Selon Mario Mercier, 300 logements sociaux devraient être construits à Sherbrooke dans la prochaine année pour répondre à la demande. Il faut faire du rattrapage. Même s’il y a des volontés des villes, […] elles n’ont pas le soutien de l’État canadien et québécois, croit-il.

Des sommes insuffisantes, selon Évelyne Beaudin

La part exacte de l’enveloppe de 200 millions de dollars qui ira à Sherbrooke n’a pas encore été précisée par le ministère des Affaires municipales et de l’Habitation.

La mairesse de Sherbrooke Évelyne Beaudin dit douter que les sommes allouées soient suffisantes dans le contexte actuel de pénurie de logements abordables dans l’ensemble de la province. Elle souligne néanmoins que chaque dollar supplémentaire investi sera le bienvenu.

« Deux cents millions, ce ne sera pas suffisant pour répondre au besoin qu’on a sur le marché. »

— Une citation de  Évelyne Beaudin, mairesse de Sherbrooke

Elle s’explique mal la décision de Québec de ne pas investir davantage dans le programme AccèsLogis, qui fonctionnait, selon elle. Elle s’inquiète également du fait que les entreprises privées seront davantage mises de l’avant dans le cadre du programme.

Une manifestation se tient à Sherbrooke pour réclamer davantage de logements sociaux.

Cela fait plusieurs années que des organismes et des citoyens réclament davantage de logements sociaux à Sherbrooke. Ici, une manifestation de 2019.

Photo : Radio-Canada

Le privé a toujours été un partenaire, mais on a l’impression qu’il y a des subventions qui auraient pu être redirigées vers les organismes municipaux d’habitation et les coopératives, et qui seront octroyées au privé, souligne la mairesse.

Évelyne Beaudin dénonce aussi que le nouveau programme semble miser sur la construction d’immeubles entièrement consacrés au logement abordable. Dans les années 1990, on s’assurait que tout le monde dans le bloc vivait avec un faible revenu, c’est ce qu’on appelait les habitation à loyer modique. Ce modèle-là a complètement été abandonné parce qu’on a compris que quand il n’y a pas de mixité dans un bloc, ça ne donne pas un bon résultat social, fait valoir la mairesse.

Cette mixité était bien mise de l’avant dans le programme AccèsLogis, croit-elle.

Une motion pour limiter les hausses de loyer jugées abusives

Jeudi matin, Québec solidaire a déposé une motion pour limiter les hausses de loyer jugées abusives. Cette dernière visait à abolir un article du Code civil qui empêche les locataires d’un immeuble construit il y a moins de cinq ans de contester une augmentation de loyer. La motion a cependant été refusée par la Coalition avenir Québec.
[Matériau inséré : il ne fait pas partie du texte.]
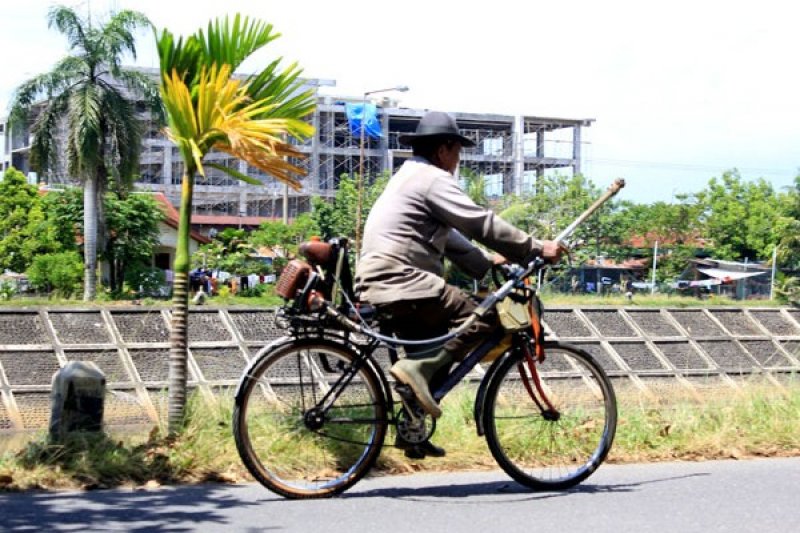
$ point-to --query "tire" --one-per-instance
(293, 453)
(550, 452)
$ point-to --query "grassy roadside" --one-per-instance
(753, 421)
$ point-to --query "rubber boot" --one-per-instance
(417, 374)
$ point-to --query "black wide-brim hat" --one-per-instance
(435, 124)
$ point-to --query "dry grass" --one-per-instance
(755, 420)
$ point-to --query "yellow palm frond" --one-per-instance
(224, 119)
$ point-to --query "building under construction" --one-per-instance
(510, 152)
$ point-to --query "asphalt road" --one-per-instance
(731, 496)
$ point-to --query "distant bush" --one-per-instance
(61, 273)
(145, 280)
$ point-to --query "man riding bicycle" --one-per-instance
(422, 217)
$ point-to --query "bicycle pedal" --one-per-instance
(409, 400)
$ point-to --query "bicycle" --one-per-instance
(313, 408)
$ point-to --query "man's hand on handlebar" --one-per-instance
(552, 251)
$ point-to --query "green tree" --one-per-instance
(285, 238)
(560, 200)
(230, 251)
(474, 186)
(60, 272)
(247, 117)
(25, 231)
(788, 228)
(132, 223)
(86, 90)
(337, 218)
(740, 217)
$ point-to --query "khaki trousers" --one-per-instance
(433, 317)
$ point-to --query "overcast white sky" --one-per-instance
(680, 90)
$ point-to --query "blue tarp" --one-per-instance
(369, 113)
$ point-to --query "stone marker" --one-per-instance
(77, 399)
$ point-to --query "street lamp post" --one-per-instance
(399, 88)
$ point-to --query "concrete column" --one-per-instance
(539, 159)
(167, 165)
(313, 174)
(518, 152)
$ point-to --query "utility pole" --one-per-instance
(655, 265)
(360, 185)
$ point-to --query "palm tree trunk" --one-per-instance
(179, 331)
(90, 239)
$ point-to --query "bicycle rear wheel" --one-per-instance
(310, 419)
(553, 434)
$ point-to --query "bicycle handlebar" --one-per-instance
(613, 189)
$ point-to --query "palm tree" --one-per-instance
(85, 90)
(248, 117)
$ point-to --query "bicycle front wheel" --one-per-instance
(549, 428)
(310, 419)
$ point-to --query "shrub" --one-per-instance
(61, 272)
(145, 280)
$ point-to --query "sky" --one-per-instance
(680, 91)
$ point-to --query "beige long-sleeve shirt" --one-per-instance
(422, 217)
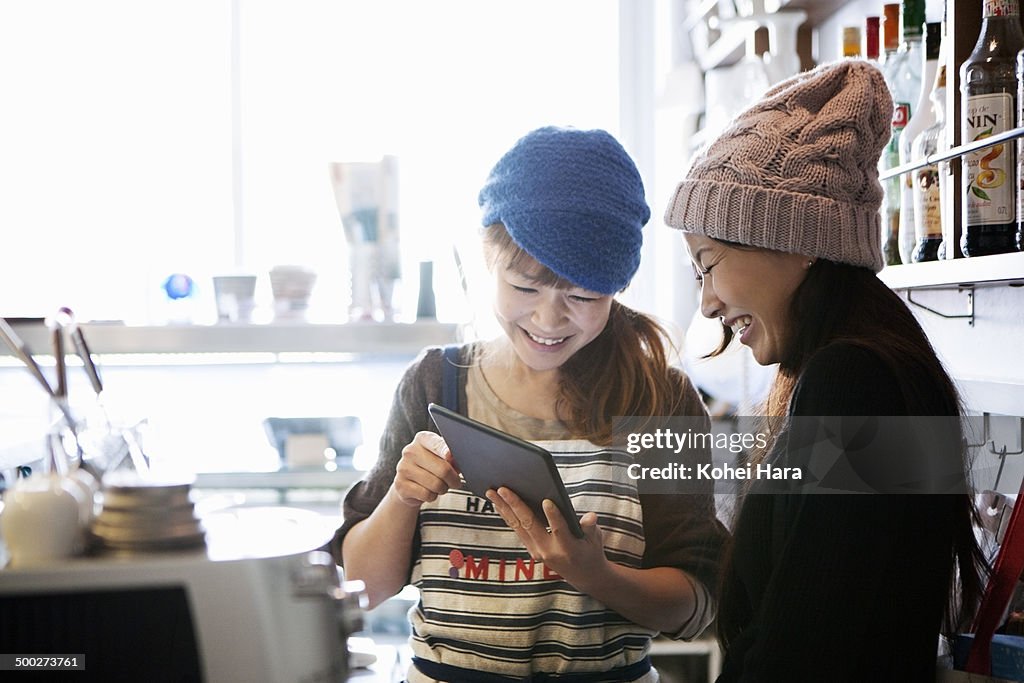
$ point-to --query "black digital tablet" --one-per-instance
(488, 458)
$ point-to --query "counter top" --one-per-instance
(356, 338)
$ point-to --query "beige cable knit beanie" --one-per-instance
(799, 171)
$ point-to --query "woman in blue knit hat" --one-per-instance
(503, 594)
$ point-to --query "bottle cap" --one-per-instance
(911, 18)
(891, 28)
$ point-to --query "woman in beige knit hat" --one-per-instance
(780, 216)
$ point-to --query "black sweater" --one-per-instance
(841, 587)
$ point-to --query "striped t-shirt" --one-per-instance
(486, 605)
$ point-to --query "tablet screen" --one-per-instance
(488, 458)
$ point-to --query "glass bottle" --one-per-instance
(1020, 152)
(923, 117)
(902, 73)
(871, 38)
(851, 41)
(988, 93)
(927, 190)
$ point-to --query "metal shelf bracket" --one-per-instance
(969, 315)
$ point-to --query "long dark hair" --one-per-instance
(850, 304)
(624, 372)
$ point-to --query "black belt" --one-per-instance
(443, 672)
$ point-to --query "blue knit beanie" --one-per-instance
(572, 200)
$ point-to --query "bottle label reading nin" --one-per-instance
(990, 199)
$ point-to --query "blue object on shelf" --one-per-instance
(179, 286)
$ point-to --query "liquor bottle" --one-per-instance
(902, 72)
(1020, 152)
(924, 117)
(851, 41)
(928, 218)
(871, 38)
(988, 94)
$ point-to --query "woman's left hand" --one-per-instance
(551, 542)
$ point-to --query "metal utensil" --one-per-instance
(82, 349)
(22, 352)
(56, 328)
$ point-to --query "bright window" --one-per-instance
(118, 160)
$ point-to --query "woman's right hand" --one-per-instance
(425, 471)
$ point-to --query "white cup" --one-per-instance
(42, 520)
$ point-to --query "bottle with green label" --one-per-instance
(988, 107)
(902, 73)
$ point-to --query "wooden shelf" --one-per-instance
(977, 271)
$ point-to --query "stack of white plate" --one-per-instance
(139, 516)
(291, 286)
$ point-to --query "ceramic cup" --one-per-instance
(42, 520)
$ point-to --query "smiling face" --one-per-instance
(546, 324)
(751, 291)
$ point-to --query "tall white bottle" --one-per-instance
(923, 116)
On pense que cette clause-là doit être abolie. Même si le logement a été construit l’année dernière ou il y a deux ans, une hausse de 700 $ par mois comme on l’a vu dans certains endroits au Québec, c’est complètement immoral et ne devrait pas être légal non plus, martèle Christine Labrie, la députée solidaire de Sherbrooke.
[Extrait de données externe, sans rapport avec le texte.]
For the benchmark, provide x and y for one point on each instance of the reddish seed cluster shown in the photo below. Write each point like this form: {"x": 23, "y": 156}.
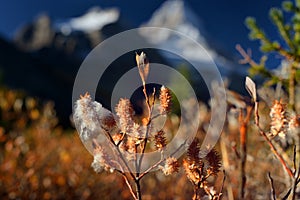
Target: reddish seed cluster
{"x": 165, "y": 100}
{"x": 279, "y": 122}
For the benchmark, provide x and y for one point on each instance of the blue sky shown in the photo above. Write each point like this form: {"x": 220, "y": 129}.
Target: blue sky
{"x": 222, "y": 20}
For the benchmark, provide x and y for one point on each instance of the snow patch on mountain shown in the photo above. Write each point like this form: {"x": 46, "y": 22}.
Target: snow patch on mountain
{"x": 179, "y": 17}
{"x": 95, "y": 19}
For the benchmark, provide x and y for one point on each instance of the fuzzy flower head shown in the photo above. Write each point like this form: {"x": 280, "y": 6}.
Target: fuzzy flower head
{"x": 160, "y": 140}
{"x": 102, "y": 161}
{"x": 165, "y": 100}
{"x": 294, "y": 124}
{"x": 125, "y": 113}
{"x": 279, "y": 122}
{"x": 171, "y": 166}
{"x": 91, "y": 118}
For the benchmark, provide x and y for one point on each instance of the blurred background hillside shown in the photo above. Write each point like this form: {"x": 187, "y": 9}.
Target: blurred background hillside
{"x": 42, "y": 44}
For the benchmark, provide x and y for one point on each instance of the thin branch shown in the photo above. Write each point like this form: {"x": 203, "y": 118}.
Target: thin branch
{"x": 273, "y": 195}
{"x": 129, "y": 186}
{"x": 274, "y": 150}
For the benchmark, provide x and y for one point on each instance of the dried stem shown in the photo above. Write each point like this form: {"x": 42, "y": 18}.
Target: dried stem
{"x": 243, "y": 149}
{"x": 129, "y": 186}
{"x": 273, "y": 195}
{"x": 274, "y": 150}
{"x": 292, "y": 96}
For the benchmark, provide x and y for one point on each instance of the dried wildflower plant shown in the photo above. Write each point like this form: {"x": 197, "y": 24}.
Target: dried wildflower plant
{"x": 281, "y": 124}
{"x": 199, "y": 170}
{"x": 118, "y": 142}
{"x": 279, "y": 119}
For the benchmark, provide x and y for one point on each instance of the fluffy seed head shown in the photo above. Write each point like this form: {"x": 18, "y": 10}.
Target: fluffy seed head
{"x": 125, "y": 113}
{"x": 102, "y": 160}
{"x": 171, "y": 166}
{"x": 165, "y": 100}
{"x": 160, "y": 140}
{"x": 90, "y": 118}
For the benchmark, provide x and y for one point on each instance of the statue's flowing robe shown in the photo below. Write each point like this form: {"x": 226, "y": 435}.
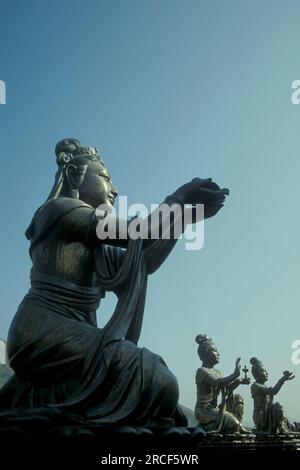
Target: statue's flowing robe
{"x": 209, "y": 416}
{"x": 61, "y": 358}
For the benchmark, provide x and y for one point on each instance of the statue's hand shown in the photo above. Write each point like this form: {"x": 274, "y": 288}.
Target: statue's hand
{"x": 202, "y": 191}
{"x": 237, "y": 370}
{"x": 245, "y": 381}
{"x": 287, "y": 375}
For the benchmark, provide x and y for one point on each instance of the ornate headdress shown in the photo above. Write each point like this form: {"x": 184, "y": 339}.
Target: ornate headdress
{"x": 66, "y": 151}
{"x": 257, "y": 366}
{"x": 205, "y": 344}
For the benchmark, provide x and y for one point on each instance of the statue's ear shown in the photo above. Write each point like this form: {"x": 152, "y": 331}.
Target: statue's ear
{"x": 75, "y": 175}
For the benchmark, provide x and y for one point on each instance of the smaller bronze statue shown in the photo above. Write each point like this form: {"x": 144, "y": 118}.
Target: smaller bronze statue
{"x": 227, "y": 417}
{"x": 268, "y": 416}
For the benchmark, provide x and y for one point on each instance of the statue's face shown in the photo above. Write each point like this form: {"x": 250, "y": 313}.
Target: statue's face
{"x": 97, "y": 187}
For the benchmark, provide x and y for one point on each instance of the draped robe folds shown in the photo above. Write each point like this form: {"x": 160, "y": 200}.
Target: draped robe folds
{"x": 62, "y": 360}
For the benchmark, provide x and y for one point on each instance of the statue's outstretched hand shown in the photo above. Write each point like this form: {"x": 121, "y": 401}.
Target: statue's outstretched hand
{"x": 287, "y": 375}
{"x": 237, "y": 370}
{"x": 203, "y": 191}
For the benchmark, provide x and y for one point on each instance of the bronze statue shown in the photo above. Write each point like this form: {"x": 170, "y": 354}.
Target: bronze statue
{"x": 268, "y": 416}
{"x": 210, "y": 384}
{"x": 61, "y": 359}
« On parle de hausses qui dépassent 30 %. Dans certains cas, 32 % à Magog, un exemple tout près de chez nous.  »

— Une citation de  Christine Labrie, députée solidaire de Sherbrooke

La directrice adjointe du Regroupement des propriétaires d’habitations locatives Annie Lapointe soutient toutefois que cette clause est nécessaire.

J’imagine que ce serait possible d’avoir certaines modalités pour convenir à tous. Toutefois, c’est une clause qui a son importance. C’est pour permettre aux investisseurs de remettre au prix du marché si jamais ça a été mal évalué dès le départ. Il faut qu’il y ait un délai suffisant pour pouvoir s’adapter au marché qui fluctue, souligne-t-elle.

Cette clause-là doit être utilisée à bon escient, pas pour évacuer des locataires, ajoute-t-elle.

Sans vouloir abolir la clause, la ministre de l’Habitation Andrée Laforest a annoncé son intention de réduire le nombre d’années où les loyers peuvent être augmentés sans limites dans les constructions neuves.